The Whole of Government Accounts reflect the financial consequences of decisions made by successive governments, in particular in the increasing level of liabilities being recorded.


Total liabilities of £3.6 trillion (191% of GDP) were reported at 31 March 2015, almost two-and-a-half times the narrower measure of public sector net debt reported in the National Accounts of £1.5 trillion (or 83% of GDP).


The effectiveness of the Whole of Government Accounts as a tool to support good public financial management would be improved by a better commentary and by more timely preparation.
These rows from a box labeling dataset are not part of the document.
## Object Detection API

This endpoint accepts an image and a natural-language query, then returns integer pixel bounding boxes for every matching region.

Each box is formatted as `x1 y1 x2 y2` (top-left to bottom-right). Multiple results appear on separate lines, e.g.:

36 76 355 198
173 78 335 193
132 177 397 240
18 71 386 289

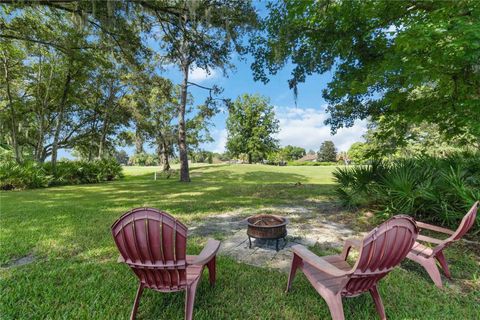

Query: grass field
0 165 480 320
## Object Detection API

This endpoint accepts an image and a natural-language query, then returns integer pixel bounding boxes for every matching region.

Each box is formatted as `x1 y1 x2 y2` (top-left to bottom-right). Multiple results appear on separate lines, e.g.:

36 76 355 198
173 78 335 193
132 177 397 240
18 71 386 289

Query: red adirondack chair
287 215 418 320
112 208 220 320
407 201 479 288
The Whole of Government Accounts are a world-leading development in public sector financial reporting, but progress is needed to reduce the 14 months taken to produce them and to improve narrative disclosures to the standards expected of listed companies.


The focus on reducing the ‘near cash’ fiscal deficit measure in the National Accounts risks less attention being given to controlling costs incurred that will be settled in the longer term.


The 38% reduction in the fiscal deficit over the five years to 2014–15 was not matched by the 19% reduction in accounting deficit over the same period, a significant divergence from the government narrative about the public finances.


After debt, the most significant liabilities are for public sector pension entitlements. Decisions made to provide defined benefit pensions to employees have exposed the public sector to significant economic and demographic risks, in particular to unanticipated increases in longevity.


Public sector unfunded pension liabilities amounted to £1.4 trillion at 31 March 2015, up by £354 billion since 2010. Local authority and other funded pension scheme liabilities of £377 billion were supported by investments of £257 billion, with investment growth offsetting most of the increase in liabilities since 2010.


Better information is needed to allow decision-makers to choose between spending today and increasing long-term liabilities, such as deciding whether to invest in addressing medical failures versus the cost of clinical negligence claims.


Liabilities for nuclear decommissioning, clinical negligence and the Pension Protection Fund continue to rise, with long-term liabilities up to £175 billion at 31 March 2015. These are obligations to pay cash in the future, reducing the amount available in future for other priorities.